Los que conocen el difícil arte de la negociación recomiendan que en cualquiera intento para lograr un acuerdo hay que empezar por pedir la luna, tantear después con atención al que se sienta enfrente, ceder muy poco al principio, reducir el nivel de las exigencias paulatinamente, amagar de vez en vez con pegar carpetazo al asunto, dar a entender cuando la ocasión lo requiera que existen otras alternativas, pero, sobre todo, no descubrir las cartas que se esconden en la manga hasta el final. Yo, que en mi vida laboral me vi muy a menudo en la tesitura de negociar para lograr acuerdos comerciales, entiendo perfectamente estas líneas de actuación, que ahora reconozco en lo que está sucediendo en la política española.

A nadie se le escapa que la situación parlamentaria en la que ha quedado el PSOE tras las últimas elecciones es de muy difícil salida. Los nervios de algunos dirigentes socialistas parecen desatados, los cantos de sirena desde la derecha para atraerlo a eso que eufemísticamente llaman la gran coalición resuenan por todos los rincones del universo mediático, las formaciones que se consideran progresistas especulan con inquietud sobre la solución definitiva que vayan a adoptar los socialdemócratas y, como es lógico, los cinco millones y medio de votantes socialistas esperan intranquilos los acuerdos que el secretario general del partido que han votado alcance con los otros.

Lo que está sucediendo no es ni más ni menos que aquello que muchos de los que ahora se sorprenden pronosticaban durante los últimos meses, que la distribución de fuerzas políticas ha cambiado en España y hay que negociar para lograr acuerdos de gobierno. Sucede sin embargo que como hasta ahora lo de la negociación era un deseo y no una realidad, cuando ha llegado el momento de la verdad muchos se rasgan las vestiduras. Unos porque nunca desearon llegar a esta situación, otros porque para ellos no era más que un eslogan electoral y nunca pensaron seriamente en sus consecuencias, y la mayoría porque eso de ponerse de acuerdo con los que no piensan igual que tú les parece un desatino.

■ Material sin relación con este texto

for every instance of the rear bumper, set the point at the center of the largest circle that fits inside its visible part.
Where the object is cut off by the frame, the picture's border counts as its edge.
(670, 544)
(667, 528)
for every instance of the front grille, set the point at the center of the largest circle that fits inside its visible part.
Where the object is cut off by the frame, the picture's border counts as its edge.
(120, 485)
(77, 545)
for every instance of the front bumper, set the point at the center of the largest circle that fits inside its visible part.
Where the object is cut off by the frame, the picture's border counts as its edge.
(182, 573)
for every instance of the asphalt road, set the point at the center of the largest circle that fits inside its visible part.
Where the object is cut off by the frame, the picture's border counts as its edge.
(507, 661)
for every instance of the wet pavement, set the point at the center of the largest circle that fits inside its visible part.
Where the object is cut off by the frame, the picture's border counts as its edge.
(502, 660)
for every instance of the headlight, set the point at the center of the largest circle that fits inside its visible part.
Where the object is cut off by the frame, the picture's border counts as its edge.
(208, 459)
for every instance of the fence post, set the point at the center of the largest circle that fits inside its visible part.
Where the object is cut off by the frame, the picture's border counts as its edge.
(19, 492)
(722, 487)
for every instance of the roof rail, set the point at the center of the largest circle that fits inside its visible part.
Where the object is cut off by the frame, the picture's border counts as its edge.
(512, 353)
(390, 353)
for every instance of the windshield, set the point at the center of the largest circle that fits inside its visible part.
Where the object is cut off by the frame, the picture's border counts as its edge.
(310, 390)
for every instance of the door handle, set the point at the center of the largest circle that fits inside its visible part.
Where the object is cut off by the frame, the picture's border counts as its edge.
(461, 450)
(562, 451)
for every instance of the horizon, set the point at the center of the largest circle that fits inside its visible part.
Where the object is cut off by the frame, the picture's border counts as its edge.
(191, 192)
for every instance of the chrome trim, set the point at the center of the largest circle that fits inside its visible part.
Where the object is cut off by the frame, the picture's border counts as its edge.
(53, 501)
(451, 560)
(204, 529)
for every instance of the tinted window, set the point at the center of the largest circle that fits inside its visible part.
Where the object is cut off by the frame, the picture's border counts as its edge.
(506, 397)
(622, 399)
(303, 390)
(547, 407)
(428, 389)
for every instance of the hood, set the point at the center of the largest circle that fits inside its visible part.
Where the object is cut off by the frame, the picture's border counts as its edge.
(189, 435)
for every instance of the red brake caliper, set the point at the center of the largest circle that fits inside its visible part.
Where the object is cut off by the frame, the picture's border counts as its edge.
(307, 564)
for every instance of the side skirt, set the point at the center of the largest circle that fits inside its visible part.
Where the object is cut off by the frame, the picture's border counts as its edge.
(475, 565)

El PP tiene muy difícil lograr la investidura de su jefe de filas, el señor Rajoy, porque salvo el 28,72 % que le ha votado nadie más lo respalda: el 72,18 % rechaza su política. Si acaso podría contar con la aquiescencia de Ciudadanos, que le daría otro 12,67 %, lo que sumaría un total del 41,39 % de apoyos, frente a 58,61 % de rechazos. No hablo ahora de escaños, porque sabido es que la suma de los de estos dos partidos no alcanza la mayoría absoluta.

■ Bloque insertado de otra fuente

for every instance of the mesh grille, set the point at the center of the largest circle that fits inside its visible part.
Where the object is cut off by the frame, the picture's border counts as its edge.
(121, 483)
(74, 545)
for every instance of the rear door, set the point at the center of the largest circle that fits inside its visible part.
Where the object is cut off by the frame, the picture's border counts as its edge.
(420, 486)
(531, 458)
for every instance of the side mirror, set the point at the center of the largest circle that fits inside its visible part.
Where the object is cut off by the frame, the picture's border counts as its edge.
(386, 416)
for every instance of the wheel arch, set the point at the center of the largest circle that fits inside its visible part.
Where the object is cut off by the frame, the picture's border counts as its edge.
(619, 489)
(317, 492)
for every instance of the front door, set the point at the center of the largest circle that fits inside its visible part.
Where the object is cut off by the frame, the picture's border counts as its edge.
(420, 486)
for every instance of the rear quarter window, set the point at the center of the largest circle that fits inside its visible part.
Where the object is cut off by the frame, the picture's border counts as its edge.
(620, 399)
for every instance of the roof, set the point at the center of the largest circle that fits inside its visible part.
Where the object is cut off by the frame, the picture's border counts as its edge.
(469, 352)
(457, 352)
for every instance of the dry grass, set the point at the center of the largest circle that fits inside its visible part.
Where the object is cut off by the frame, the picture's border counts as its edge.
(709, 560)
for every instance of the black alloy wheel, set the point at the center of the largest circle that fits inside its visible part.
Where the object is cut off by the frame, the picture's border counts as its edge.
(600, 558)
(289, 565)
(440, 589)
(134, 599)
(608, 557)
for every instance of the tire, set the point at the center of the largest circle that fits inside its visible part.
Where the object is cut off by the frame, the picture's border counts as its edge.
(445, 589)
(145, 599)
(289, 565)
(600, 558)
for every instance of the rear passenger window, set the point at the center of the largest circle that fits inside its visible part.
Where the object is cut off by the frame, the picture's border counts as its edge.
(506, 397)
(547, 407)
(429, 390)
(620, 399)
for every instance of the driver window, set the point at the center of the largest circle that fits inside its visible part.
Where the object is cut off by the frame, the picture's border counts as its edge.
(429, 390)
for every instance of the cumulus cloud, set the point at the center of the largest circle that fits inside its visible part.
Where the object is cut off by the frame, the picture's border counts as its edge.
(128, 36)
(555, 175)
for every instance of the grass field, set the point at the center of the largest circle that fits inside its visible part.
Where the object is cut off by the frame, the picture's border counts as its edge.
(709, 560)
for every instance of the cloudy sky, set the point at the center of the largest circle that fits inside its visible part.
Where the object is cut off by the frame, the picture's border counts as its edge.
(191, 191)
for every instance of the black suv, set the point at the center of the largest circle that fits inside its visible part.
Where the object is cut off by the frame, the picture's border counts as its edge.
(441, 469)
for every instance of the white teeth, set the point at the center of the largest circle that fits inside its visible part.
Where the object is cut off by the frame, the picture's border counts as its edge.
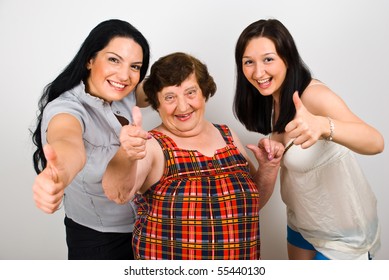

El PSOE, con peores resultados que el PP, cuenta con la ventaja de que cosecha menos aversión, porque en su programa existen puntos de concordancia con otros partidos. Triste consuelo, dirán algunos, pero la realidad es que en política tienen más valor las coincidencias que las discrepancias, y el partido socialista con esta vara de medir sale mejor posicionado, aunque obligado a negociar con varios interlocutores

Por eso, si existe tanto desconcierto en torno a las negociaciones es porque las coincidencias de las que hablaba no son las mismas con unos que con otros. Los negociadores no sólo tienen que resaltar los puntos en común, matizar las discrepancias y descartar las exigencias inabordables, sino que además deben hacerlo con cada uno de sus interlocutores. Una labor difícil, jalonada de dificultades, con multitud de puntos débiles que serán aprovechados por los adversarios políticos para atacar sin dar cuartel, por todos los flancos.

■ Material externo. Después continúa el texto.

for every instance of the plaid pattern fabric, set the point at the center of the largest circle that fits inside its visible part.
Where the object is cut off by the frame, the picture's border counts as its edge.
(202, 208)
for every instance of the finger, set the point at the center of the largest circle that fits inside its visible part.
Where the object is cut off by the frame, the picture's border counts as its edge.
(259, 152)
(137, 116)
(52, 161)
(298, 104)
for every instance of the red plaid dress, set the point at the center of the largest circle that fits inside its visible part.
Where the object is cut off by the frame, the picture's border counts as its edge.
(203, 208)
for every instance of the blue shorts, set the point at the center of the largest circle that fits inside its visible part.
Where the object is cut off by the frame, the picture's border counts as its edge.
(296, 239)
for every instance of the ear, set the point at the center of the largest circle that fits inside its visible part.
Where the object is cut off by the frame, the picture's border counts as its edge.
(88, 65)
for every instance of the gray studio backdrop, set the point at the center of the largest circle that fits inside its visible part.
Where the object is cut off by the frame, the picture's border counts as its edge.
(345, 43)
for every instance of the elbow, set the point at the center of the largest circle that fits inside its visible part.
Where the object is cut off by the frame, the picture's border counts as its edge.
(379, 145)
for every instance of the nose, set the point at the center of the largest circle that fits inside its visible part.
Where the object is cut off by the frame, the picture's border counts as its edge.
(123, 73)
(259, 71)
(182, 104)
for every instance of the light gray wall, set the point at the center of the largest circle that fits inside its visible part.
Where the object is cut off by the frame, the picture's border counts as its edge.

Fijemos atención a las palabras o, mejor dicho, a las medio palabras que se oyen estos días. Es curioso observar cómo se utilizan frases inacabadas, de doble sentido, pero sobre todo las que alguna vez puedan argumentarse como disculpa ante la decisión que finalmente se adopte. Para los que nos gustan los matices del idioma más que a un tonto una tiza, resulta un verdadero placer analizar su contenido y averiguar la intención que se oculta detrás.

Tengamos paciencia, porque nos quedan negociaciones hasta hartarnos. Pero: ¿no era eso lo que queríamos?

14 de enero de 2016

Qué país, qué paisaje y qué paisanaje

Tomo prestadas de don Miguel de Unamuno las palabras del título de esta entrada, nada menos que de aquel gigante del pensamiento, de una de las mentes más preclaras del mundo intelectual español; y  pido por tanto perdón anticipado por mi osadía. Pero es que la impresión que me ha causado el espectáculo que nos ofrecieron algunos nuevos diputados del Congreso durante la sesión inaugural de la nueva legislatura, las ha traído a mi memoria y no he podido esquivar la tentación de utilizarlas.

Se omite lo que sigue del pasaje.